Hi Olivier,


The policy of this list is: don't top-post. I reordered your mail to read from top to bottom, my answers in between.



It seems that one of the input polygons to the union_ function is
invalid. To understand my mistake, I outputed the operand polygons to
SVG files and I discovered punctures in one of them. I believe
Boost.Geometry thinks my polygon is self-intersecting (may be due to
precision error with floats ?) - but this polygon itself is the result
of a previous union operation.

I don't know if solutions to this problem exists or if the library is
faulty (the bad polygon is the result of an union operation). One
workaround would be to detect punctures and remove them, but it's kind
of ugly imho...

Some more details:
- point coordinates type is float,
- I use custom class instead of point_xy model,
- polygon winding is counter-clockwise.

Thank you in advance for any help,
Olivier





On 5-7-2013 15:05, Olivier Heriveaux wrote:

I exported the two inputs which produce the error during the algorithm execution and I wrote a simple program appart with thoose polygons. I also simplified a little the inputs and i was able to reproduce the problem (see attached source file main.cpp).

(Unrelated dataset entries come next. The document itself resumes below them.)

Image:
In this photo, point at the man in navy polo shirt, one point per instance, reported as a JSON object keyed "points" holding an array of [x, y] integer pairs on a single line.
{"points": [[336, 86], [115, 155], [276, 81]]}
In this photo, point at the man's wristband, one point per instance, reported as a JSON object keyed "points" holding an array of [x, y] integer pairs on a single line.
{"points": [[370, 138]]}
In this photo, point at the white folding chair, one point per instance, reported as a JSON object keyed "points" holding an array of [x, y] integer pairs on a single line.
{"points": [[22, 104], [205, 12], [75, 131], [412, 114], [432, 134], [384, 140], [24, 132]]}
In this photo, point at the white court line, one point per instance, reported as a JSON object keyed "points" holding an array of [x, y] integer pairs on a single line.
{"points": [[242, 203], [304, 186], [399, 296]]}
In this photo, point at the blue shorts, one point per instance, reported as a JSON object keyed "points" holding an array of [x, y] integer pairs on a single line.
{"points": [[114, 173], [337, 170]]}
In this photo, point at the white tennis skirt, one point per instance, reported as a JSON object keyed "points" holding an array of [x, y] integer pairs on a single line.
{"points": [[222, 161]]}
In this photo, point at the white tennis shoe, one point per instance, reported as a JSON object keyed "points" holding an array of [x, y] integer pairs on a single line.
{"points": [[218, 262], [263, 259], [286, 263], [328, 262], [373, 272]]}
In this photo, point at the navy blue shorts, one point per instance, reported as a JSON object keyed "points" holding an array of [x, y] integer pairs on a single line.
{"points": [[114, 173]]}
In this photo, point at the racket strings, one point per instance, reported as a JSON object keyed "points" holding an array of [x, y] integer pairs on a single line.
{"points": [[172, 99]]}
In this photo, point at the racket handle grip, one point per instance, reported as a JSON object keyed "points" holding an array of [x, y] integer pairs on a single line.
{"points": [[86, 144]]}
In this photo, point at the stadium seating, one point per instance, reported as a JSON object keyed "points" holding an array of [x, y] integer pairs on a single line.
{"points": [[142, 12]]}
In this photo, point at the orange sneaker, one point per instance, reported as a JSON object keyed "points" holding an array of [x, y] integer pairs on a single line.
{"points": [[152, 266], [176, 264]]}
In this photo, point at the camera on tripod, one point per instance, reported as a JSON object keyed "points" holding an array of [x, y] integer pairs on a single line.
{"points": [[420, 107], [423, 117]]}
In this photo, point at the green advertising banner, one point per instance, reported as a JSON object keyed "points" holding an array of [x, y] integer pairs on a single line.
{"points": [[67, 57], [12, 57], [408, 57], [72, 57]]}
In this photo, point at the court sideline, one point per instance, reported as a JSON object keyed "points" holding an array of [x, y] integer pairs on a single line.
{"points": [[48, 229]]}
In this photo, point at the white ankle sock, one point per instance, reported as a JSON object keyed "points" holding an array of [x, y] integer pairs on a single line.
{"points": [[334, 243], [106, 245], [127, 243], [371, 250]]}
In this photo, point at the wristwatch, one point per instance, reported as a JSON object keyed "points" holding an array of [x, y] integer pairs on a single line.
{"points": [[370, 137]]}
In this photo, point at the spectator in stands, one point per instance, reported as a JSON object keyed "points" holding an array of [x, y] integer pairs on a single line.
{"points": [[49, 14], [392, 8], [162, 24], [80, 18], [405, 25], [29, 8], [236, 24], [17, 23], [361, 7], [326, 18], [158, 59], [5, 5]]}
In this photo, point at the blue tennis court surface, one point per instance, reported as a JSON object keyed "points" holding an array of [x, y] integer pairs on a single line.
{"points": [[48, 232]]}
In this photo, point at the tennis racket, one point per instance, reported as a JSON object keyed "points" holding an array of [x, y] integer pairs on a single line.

Thanks for your sample program and your tests.




I'll attach the generated SVG for inputs and output.
As you suggested, I also tried to use double instead of float. The result is different (note: not all digits printed for doubles) :

-1.1414213180542001069 -0.14142137765884399414    <- A
-0.97336012125015303198 0.19470110535621598657    <- one new extra-point
-0.97336008742385127235 0.19470109862769818809    <-
-1.1414213180542001069 -0.14142137765884399414    <- point equal to A (I checked till last digit, not shown here)


My version with high precision (ttmath):
-1.1414213180542 -0.141421377658844 (point of both pa and pb)
-0.973360121250153 0.194701105356216 (point of pa)
-0.9733600874238512128115932867815276942 0.19470109862769819504261957771496882692 (generated point)
-1.1414213180542 -0.141421377658844 (point of both pa and pb)


One more thing I forgot to mention: I'm using boost 1.53 - I see another version has been released very recently and I think i'll give a try with it asap.

This behaviour is not changed.


I'm not very familiar with Boost.Geometry, so maybe I'm doing something wrong or maybe I'm expecting too much.


I tried it with float, double and ttmath and can reproduce your case with all of them. ttmath is expected to be high precision so it is (probably) not really a floating point error. I also tried to make the union with both SQL Server and PostGIS and both give a similar output, including the pseudo-spike. SQL Server makes it one polygon, PostGIS makes it a polygon with a hole. So this case is indeed quite interesting. They both report the output polygon to be valid. A polygon may contain a self-tangency.

The whole-like triangle has an area of -0.000000006250291651472502798247346743117038847 so it is in fact not a spike, at least not in ttmath (and according to your report, not in double).

So only in float we have the real spike. The output is indeed not checked on these cases. They should not be generated but in float they apparently are, because of the lower resolution.

Did you try the complete program (so including the steps after this union) with double? Is it then also reporting the self-intersection? You probably cannot use float for this case... We can filter out the spike in a post-process, as you suggest, but it is (at least not now) the intention to do this by default.